- Gdyby nie pan, to nie byłoby nielegalnego przejęcia TVP, nie byłoby nielegalnego przejęcia Prokuratury Krajowej, nie byłoby nieuznawania wyroków Sądu Najwyższego i Trybunału Konstytucyjnego. Jest pan członkiem tej koalicji, gwarantem jej dalszego istnienia, a próbuje się pan w tym momencie od niej dystansować - kontynuował.
- Nie będzie się pan w stanie od niej dystansować, to jest pan, podpisując tę umowę koalicyjną, pan jest koalicjantem Tuska i proszę tego dłużej przed Polakami nie ukrywać - mówił dalej kandydat Konfederacji, podchodząc do stolika Hołowni i przyczepiając do niego zdjęcie, na którym widać uścisk dłoni między kandydatem Trzeciej Drogi a premierem Tuskiem.

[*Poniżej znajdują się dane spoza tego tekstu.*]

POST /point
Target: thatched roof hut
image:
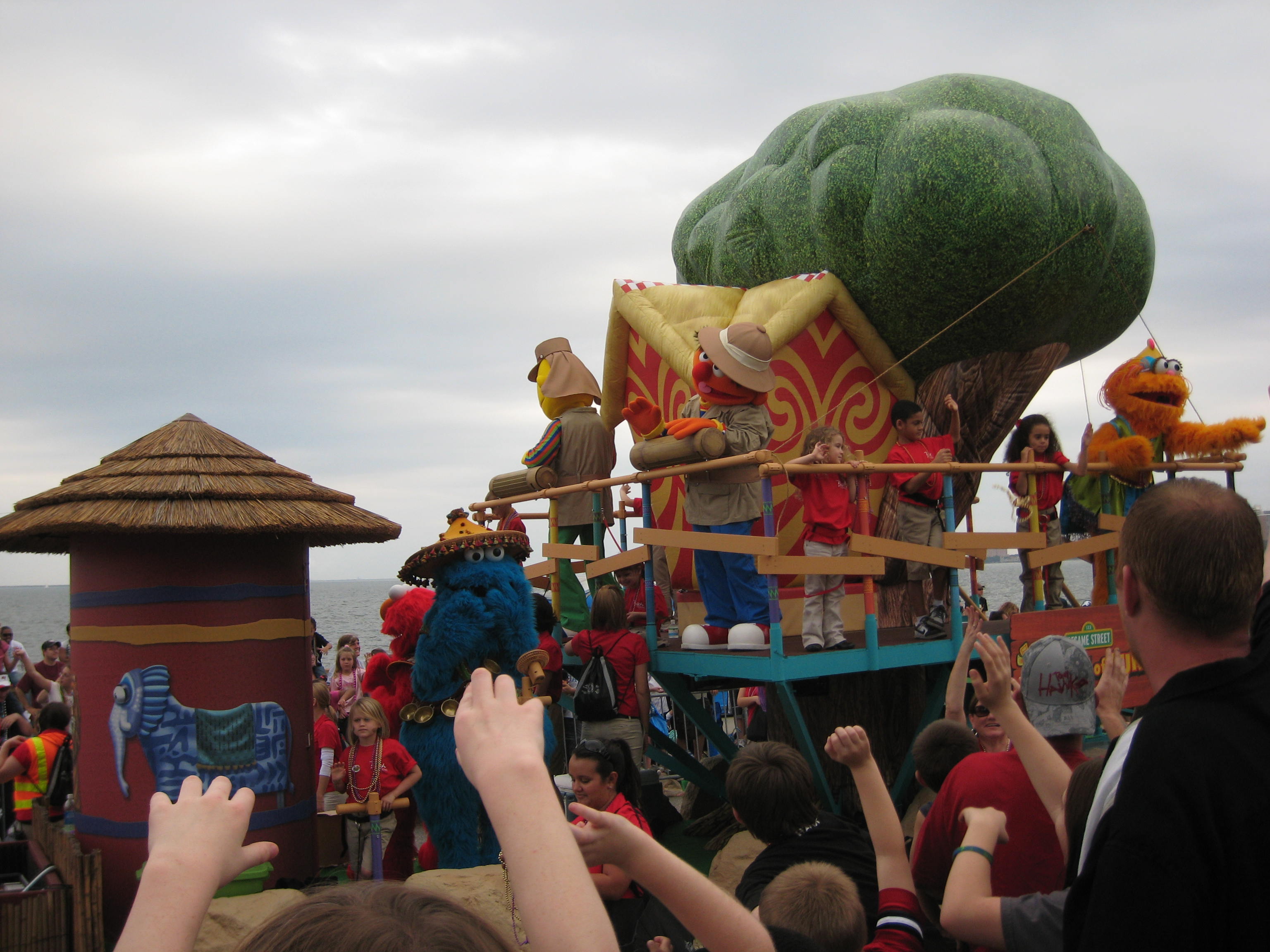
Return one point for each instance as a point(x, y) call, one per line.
point(190, 478)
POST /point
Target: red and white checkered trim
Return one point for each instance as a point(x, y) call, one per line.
point(629, 285)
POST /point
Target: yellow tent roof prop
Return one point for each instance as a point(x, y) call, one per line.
point(190, 478)
point(668, 317)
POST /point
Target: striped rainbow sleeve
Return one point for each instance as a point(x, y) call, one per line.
point(547, 450)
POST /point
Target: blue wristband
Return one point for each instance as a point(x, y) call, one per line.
point(981, 851)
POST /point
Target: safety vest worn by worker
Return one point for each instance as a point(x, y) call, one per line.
point(35, 782)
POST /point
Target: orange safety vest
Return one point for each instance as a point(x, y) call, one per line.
point(35, 782)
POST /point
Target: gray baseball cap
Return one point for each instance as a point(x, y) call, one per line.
point(1058, 687)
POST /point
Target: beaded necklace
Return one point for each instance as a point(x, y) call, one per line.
point(376, 763)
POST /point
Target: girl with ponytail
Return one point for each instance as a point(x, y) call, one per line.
point(605, 778)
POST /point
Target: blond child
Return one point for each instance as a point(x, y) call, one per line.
point(828, 511)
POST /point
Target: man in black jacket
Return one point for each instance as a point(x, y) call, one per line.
point(773, 793)
point(1178, 856)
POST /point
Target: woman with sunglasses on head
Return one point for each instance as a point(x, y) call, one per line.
point(960, 704)
point(605, 778)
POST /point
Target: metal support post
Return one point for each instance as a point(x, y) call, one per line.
point(774, 592)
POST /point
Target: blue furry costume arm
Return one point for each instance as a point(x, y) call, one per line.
point(484, 610)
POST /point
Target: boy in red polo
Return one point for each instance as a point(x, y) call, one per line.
point(920, 514)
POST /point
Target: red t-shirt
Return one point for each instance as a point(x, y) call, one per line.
point(26, 756)
point(920, 451)
point(635, 602)
point(827, 507)
point(325, 735)
point(554, 667)
point(900, 923)
point(1033, 859)
point(512, 524)
point(621, 807)
point(397, 763)
point(624, 649)
point(1050, 486)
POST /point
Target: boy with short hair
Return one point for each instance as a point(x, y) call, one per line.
point(632, 579)
point(920, 512)
point(773, 794)
point(819, 902)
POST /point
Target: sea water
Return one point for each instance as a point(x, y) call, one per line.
point(40, 614)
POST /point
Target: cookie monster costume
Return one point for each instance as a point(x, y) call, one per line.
point(483, 616)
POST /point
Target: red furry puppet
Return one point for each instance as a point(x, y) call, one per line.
point(1148, 395)
point(388, 681)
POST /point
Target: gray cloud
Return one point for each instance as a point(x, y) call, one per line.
point(337, 231)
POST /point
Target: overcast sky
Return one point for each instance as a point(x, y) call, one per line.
point(338, 230)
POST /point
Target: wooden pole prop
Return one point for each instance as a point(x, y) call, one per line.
point(671, 451)
point(1034, 525)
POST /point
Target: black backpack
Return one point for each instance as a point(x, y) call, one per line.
point(596, 697)
point(61, 777)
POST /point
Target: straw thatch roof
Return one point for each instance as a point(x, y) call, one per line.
point(190, 478)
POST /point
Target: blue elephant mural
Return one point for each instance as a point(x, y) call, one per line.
point(251, 744)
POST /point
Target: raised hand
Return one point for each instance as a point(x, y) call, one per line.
point(849, 747)
point(201, 834)
point(493, 730)
point(643, 414)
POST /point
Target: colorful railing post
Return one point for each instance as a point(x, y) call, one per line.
point(1034, 525)
point(649, 584)
point(554, 536)
point(870, 591)
point(954, 603)
point(774, 592)
point(1105, 486)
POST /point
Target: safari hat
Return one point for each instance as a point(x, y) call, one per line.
point(461, 536)
point(568, 375)
point(1058, 687)
point(743, 352)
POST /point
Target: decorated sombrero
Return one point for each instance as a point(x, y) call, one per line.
point(463, 536)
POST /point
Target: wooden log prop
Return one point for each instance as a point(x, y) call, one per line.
point(521, 481)
point(670, 451)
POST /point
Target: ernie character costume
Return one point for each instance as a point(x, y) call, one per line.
point(1148, 395)
point(732, 376)
point(580, 447)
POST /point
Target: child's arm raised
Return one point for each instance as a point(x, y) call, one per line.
point(850, 747)
point(714, 918)
point(971, 912)
point(1046, 769)
point(499, 747)
point(196, 847)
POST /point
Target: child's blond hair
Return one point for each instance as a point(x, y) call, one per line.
point(817, 900)
point(819, 435)
point(368, 706)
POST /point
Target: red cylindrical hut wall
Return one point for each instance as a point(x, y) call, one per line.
point(228, 616)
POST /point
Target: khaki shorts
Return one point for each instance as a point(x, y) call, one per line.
point(922, 526)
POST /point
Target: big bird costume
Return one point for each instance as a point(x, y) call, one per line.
point(1148, 395)
point(580, 447)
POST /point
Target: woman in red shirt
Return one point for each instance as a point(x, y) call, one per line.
point(628, 653)
point(605, 778)
point(327, 744)
point(374, 763)
point(1034, 441)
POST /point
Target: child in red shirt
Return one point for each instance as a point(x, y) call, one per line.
point(828, 511)
point(919, 514)
point(1034, 441)
point(372, 763)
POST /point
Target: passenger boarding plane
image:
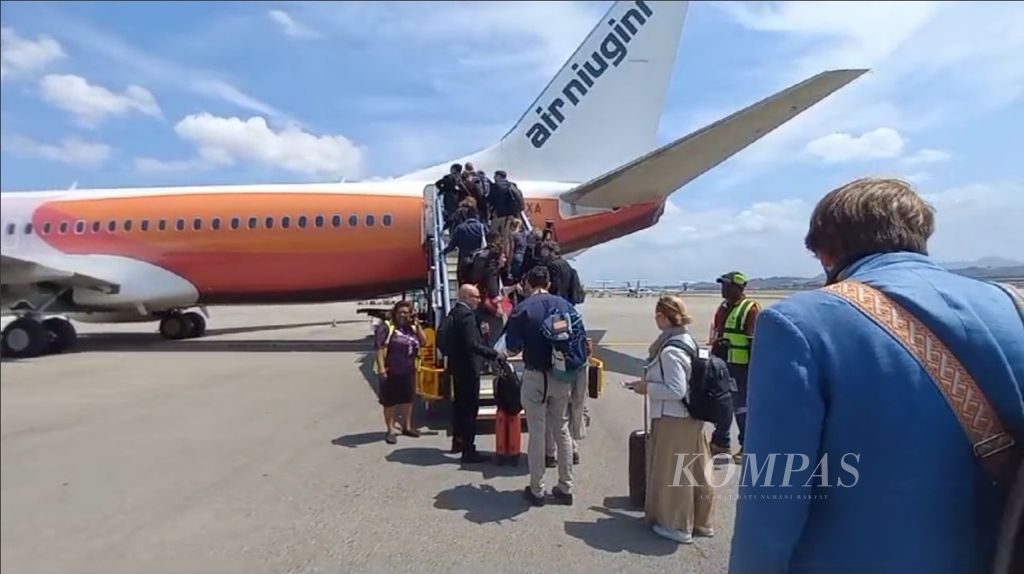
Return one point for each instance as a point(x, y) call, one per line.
point(584, 153)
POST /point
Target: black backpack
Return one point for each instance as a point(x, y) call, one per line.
point(478, 266)
point(443, 337)
point(711, 385)
point(507, 389)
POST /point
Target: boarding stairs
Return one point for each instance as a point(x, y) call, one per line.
point(443, 290)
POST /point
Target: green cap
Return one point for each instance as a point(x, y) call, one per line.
point(734, 277)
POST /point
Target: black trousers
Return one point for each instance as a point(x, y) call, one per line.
point(721, 434)
point(466, 408)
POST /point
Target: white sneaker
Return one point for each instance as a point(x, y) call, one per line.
point(676, 535)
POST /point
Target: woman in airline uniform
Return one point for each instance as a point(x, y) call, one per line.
point(397, 343)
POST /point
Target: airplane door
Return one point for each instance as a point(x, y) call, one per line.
point(10, 234)
point(427, 225)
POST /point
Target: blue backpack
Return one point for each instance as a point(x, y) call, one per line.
point(567, 337)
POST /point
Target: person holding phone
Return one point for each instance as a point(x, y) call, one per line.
point(675, 511)
point(397, 342)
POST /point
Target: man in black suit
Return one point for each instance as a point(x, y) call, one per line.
point(464, 366)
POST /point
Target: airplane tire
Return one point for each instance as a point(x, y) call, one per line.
point(25, 338)
point(197, 324)
point(175, 326)
point(62, 335)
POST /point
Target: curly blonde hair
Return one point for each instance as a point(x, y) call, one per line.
point(674, 309)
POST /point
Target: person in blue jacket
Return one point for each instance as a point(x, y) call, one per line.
point(871, 471)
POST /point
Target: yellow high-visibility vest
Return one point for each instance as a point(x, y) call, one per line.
point(739, 342)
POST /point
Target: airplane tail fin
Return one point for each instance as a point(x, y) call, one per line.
point(654, 176)
point(603, 106)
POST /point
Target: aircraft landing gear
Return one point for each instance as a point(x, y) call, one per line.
point(28, 337)
point(178, 325)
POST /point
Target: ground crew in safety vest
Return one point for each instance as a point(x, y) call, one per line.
point(731, 338)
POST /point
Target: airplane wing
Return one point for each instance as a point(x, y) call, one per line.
point(16, 270)
point(654, 176)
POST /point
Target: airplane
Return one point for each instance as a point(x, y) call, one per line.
point(584, 153)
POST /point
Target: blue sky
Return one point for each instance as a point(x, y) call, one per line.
point(171, 93)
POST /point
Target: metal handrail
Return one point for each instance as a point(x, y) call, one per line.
point(441, 290)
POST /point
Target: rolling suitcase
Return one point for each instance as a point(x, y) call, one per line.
point(638, 462)
point(508, 436)
point(508, 424)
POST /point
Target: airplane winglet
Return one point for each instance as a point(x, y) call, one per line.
point(656, 175)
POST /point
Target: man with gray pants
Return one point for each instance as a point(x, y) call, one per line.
point(545, 398)
point(578, 425)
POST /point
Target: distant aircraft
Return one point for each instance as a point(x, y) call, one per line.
point(584, 152)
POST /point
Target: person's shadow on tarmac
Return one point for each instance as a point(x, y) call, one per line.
point(620, 533)
point(482, 503)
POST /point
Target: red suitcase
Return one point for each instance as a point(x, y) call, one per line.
point(508, 436)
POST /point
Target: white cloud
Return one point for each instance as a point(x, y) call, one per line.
point(923, 56)
point(928, 157)
point(20, 54)
point(151, 165)
point(528, 40)
point(157, 71)
point(767, 238)
point(71, 150)
point(290, 27)
point(840, 147)
point(226, 140)
point(90, 103)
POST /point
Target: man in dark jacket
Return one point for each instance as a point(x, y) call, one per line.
point(467, 237)
point(559, 270)
point(451, 190)
point(464, 366)
point(507, 202)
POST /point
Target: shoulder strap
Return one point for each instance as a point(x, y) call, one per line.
point(1015, 296)
point(991, 444)
point(678, 345)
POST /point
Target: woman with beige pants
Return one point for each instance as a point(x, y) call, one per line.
point(677, 508)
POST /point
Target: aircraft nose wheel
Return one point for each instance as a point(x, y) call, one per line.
point(182, 325)
point(62, 335)
point(25, 338)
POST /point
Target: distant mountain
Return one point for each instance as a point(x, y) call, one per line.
point(983, 262)
point(984, 268)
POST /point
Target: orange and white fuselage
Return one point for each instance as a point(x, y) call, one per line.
point(584, 153)
point(180, 247)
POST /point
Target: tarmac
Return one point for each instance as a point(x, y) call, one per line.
point(259, 448)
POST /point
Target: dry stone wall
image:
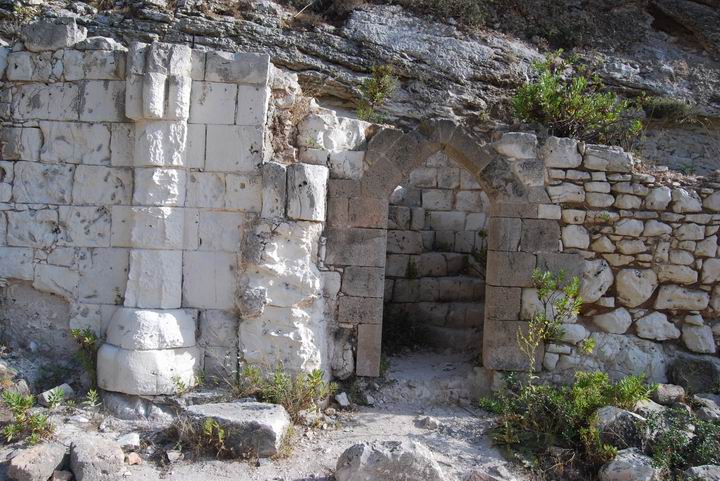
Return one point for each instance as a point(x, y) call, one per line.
point(434, 273)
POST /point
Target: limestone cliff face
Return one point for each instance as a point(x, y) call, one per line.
point(661, 47)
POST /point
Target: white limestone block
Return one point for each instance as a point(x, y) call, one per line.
point(97, 185)
point(307, 191)
point(205, 189)
point(84, 226)
point(195, 157)
point(147, 373)
point(252, 105)
point(213, 103)
point(561, 153)
point(57, 280)
point(614, 322)
point(28, 66)
point(134, 97)
point(160, 144)
point(20, 143)
point(517, 145)
point(43, 183)
point(75, 142)
point(596, 279)
point(232, 148)
point(154, 95)
point(155, 279)
point(699, 339)
point(151, 329)
point(243, 192)
point(676, 297)
point(635, 286)
point(32, 228)
point(158, 227)
point(209, 280)
point(221, 231)
point(685, 201)
point(346, 164)
point(178, 98)
point(16, 263)
point(39, 101)
point(575, 236)
point(246, 68)
point(103, 101)
point(122, 140)
point(103, 275)
point(159, 187)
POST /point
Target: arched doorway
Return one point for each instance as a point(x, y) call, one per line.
point(522, 233)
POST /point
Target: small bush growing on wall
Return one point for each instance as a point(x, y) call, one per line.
point(571, 102)
point(375, 91)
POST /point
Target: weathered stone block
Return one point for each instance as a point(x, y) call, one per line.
point(510, 269)
point(151, 329)
point(209, 280)
point(154, 279)
point(233, 148)
point(146, 373)
point(246, 68)
point(43, 183)
point(307, 191)
point(32, 228)
point(213, 103)
point(103, 276)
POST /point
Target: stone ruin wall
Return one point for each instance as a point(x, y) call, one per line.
point(193, 208)
point(434, 273)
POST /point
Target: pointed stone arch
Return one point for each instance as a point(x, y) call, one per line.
point(519, 239)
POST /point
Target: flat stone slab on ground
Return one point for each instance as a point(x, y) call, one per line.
point(251, 428)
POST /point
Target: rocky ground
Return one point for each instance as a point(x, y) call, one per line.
point(425, 397)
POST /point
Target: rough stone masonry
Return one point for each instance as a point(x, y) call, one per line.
point(196, 211)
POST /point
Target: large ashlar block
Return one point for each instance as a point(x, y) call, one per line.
point(160, 187)
point(74, 142)
point(122, 140)
point(20, 143)
point(103, 101)
point(243, 192)
point(16, 263)
point(245, 68)
point(221, 231)
point(39, 101)
point(158, 227)
point(103, 276)
point(52, 34)
point(97, 185)
point(307, 190)
point(84, 226)
point(150, 329)
point(252, 105)
point(213, 103)
point(155, 279)
point(160, 144)
point(209, 280)
point(57, 280)
point(147, 373)
point(232, 148)
point(43, 183)
point(32, 228)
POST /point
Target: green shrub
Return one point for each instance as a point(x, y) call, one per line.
point(675, 447)
point(375, 91)
point(576, 104)
point(535, 417)
point(89, 344)
point(560, 303)
point(295, 393)
point(24, 425)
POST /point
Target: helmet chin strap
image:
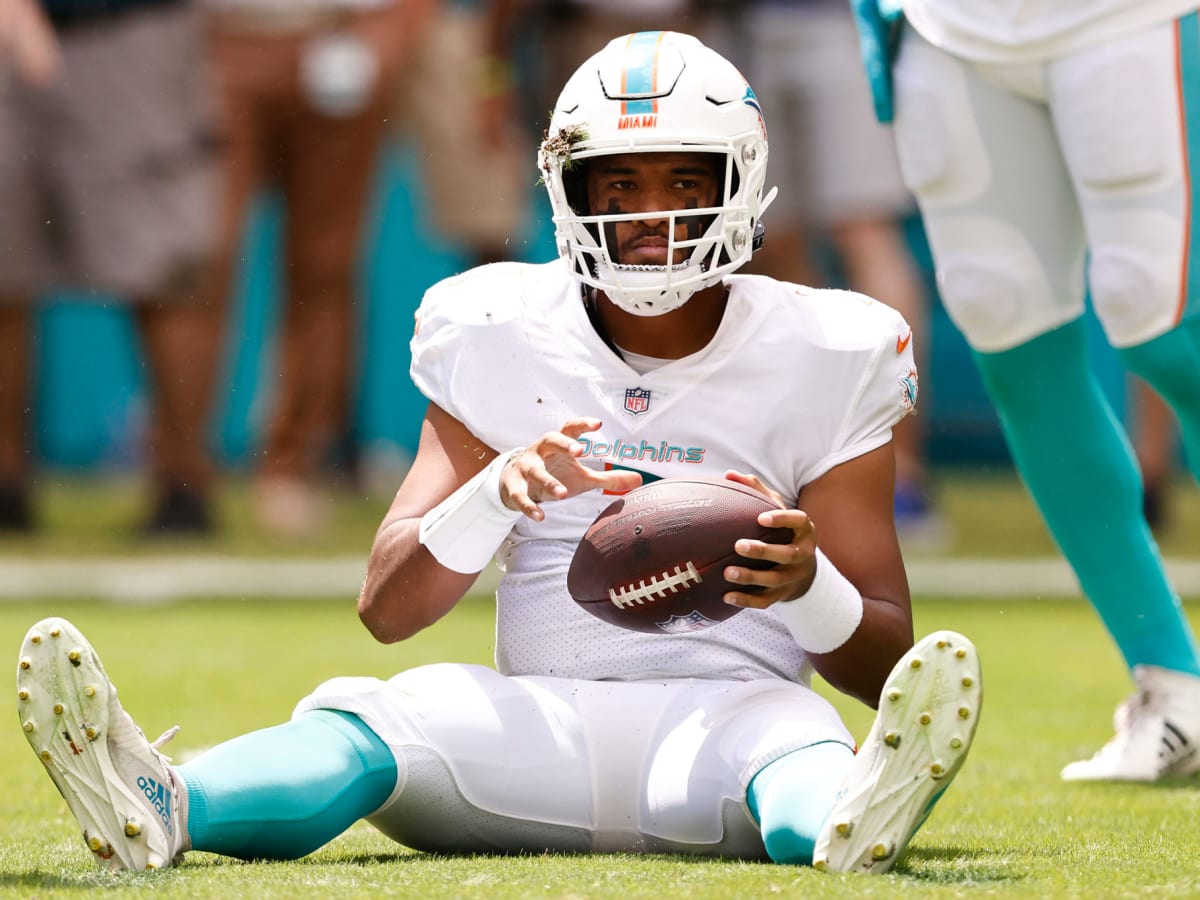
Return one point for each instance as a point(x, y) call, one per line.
point(647, 289)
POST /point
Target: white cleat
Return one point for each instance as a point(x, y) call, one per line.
point(120, 789)
point(1157, 732)
point(929, 711)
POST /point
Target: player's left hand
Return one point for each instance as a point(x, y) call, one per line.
point(795, 562)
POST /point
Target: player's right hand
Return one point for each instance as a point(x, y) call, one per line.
point(550, 469)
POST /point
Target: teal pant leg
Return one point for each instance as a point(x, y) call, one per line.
point(1170, 364)
point(792, 798)
point(282, 792)
point(1079, 467)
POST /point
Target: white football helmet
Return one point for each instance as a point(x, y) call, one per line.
point(657, 91)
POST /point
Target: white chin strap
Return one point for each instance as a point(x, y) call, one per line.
point(649, 289)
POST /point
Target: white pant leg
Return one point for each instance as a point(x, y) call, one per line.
point(1021, 172)
point(489, 762)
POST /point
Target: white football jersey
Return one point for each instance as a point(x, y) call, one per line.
point(1032, 30)
point(795, 382)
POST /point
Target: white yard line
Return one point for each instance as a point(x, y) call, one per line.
point(165, 579)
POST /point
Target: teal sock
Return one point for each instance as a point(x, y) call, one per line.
point(1170, 364)
point(282, 792)
point(1079, 467)
point(791, 798)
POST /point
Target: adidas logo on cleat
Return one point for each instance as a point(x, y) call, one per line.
point(160, 798)
point(1176, 749)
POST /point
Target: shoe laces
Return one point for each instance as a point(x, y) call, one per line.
point(162, 739)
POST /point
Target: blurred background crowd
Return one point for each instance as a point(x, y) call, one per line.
point(219, 216)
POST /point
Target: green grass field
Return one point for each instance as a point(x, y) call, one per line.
point(1008, 827)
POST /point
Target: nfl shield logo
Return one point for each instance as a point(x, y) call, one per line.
point(637, 400)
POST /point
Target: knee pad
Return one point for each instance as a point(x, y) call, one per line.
point(1132, 294)
point(999, 298)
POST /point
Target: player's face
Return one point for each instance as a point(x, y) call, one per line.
point(652, 183)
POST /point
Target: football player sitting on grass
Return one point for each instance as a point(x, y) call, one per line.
point(639, 354)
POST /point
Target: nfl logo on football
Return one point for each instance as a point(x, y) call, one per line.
point(637, 400)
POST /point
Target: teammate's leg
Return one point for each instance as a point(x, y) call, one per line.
point(1170, 364)
point(1065, 441)
point(282, 792)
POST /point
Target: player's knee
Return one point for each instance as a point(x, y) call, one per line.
point(1128, 295)
point(983, 299)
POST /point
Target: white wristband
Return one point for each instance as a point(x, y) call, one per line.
point(826, 616)
point(465, 531)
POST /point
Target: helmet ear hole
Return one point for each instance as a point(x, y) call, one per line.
point(575, 185)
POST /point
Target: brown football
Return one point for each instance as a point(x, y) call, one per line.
point(654, 559)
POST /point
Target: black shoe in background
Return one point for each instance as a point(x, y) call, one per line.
point(1153, 507)
point(179, 511)
point(16, 509)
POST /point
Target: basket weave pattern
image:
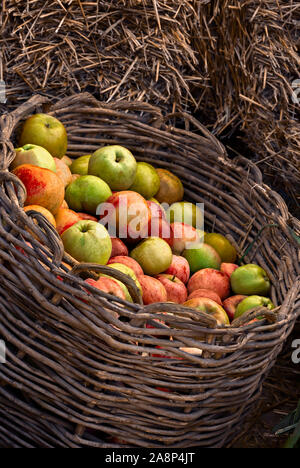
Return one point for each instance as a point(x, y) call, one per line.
point(82, 369)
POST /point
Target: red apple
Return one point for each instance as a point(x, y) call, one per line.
point(176, 290)
point(158, 227)
point(153, 290)
point(156, 210)
point(127, 214)
point(87, 217)
point(180, 268)
point(205, 293)
point(118, 248)
point(128, 261)
point(110, 286)
point(228, 268)
point(208, 278)
point(65, 219)
point(183, 236)
point(231, 304)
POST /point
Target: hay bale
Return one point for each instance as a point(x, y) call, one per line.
point(137, 49)
point(250, 53)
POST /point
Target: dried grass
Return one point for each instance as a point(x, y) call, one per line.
point(232, 61)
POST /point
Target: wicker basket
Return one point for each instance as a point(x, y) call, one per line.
point(78, 376)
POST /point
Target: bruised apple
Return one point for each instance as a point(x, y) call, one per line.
point(128, 261)
point(118, 248)
point(153, 290)
point(35, 155)
point(230, 305)
point(179, 268)
point(184, 236)
point(210, 279)
point(126, 214)
point(153, 254)
point(65, 218)
point(43, 187)
point(228, 268)
point(63, 172)
point(176, 290)
point(45, 131)
point(210, 307)
point(206, 293)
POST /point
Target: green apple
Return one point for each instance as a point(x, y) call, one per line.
point(88, 242)
point(146, 181)
point(250, 279)
point(222, 245)
point(251, 302)
point(202, 256)
point(124, 288)
point(81, 165)
point(86, 193)
point(127, 271)
point(154, 255)
point(210, 307)
point(114, 164)
point(186, 213)
point(34, 155)
point(46, 131)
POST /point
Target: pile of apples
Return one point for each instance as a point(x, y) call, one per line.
point(179, 264)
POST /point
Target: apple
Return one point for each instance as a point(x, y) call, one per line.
point(43, 187)
point(250, 279)
point(116, 165)
point(87, 217)
point(49, 216)
point(185, 213)
point(209, 278)
point(154, 255)
point(202, 256)
point(158, 227)
point(171, 189)
point(66, 218)
point(184, 236)
point(128, 261)
point(176, 290)
point(146, 181)
point(108, 285)
point(88, 242)
point(251, 302)
point(230, 304)
point(228, 268)
point(64, 204)
point(75, 177)
point(153, 290)
point(180, 268)
point(68, 161)
point(126, 214)
point(210, 307)
point(206, 293)
point(156, 209)
point(118, 248)
point(87, 193)
point(35, 155)
point(63, 172)
point(45, 131)
point(127, 271)
point(222, 245)
point(81, 165)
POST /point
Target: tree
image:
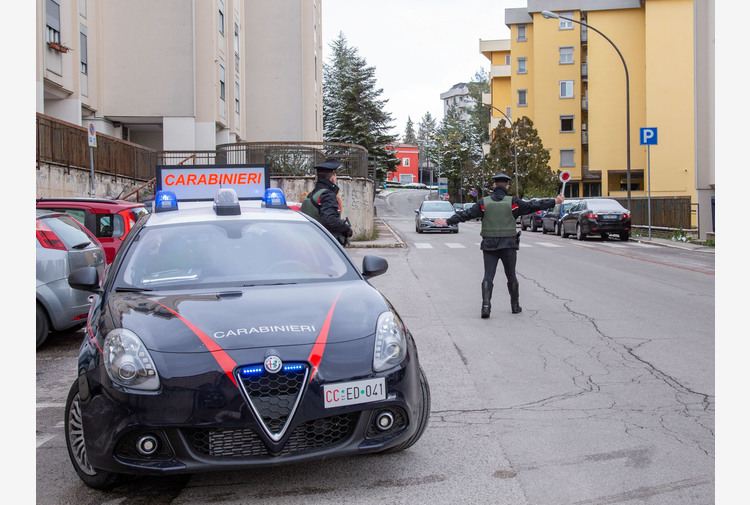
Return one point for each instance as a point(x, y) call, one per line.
point(353, 112)
point(535, 177)
point(410, 137)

- Pomyślałem, iż pewnie pan będzie próbował jakąś tę swoją nieudolność i recytowanie formułek przykryć jakimiś gadżetami, więc ja mam tu taką torbę specjalną na gadżety od kontrkandydatów - powiedział Hołownia, chowając zdjęcie do torby.
- Ja się tym od pana różnię, iż ja mam odwagę wziąć odpowiedzialność i zawalczyć o coś, co jest dla ludzi ważne. A wy jesteście tchórzami zwykłymi, którym wygodnie jest brać pieniądze od państwa, choć moglibyście dołączyć do ekipy, która chce coś w państwie zmienić - kontynuował.
- Ja mam odwagę walczyć o rzeczy, które są dla mnie ważne, a pan jest tchórzem, który ucieka na hulajnodze przed debatą ze mną od kilku tygodni - mówił dalej.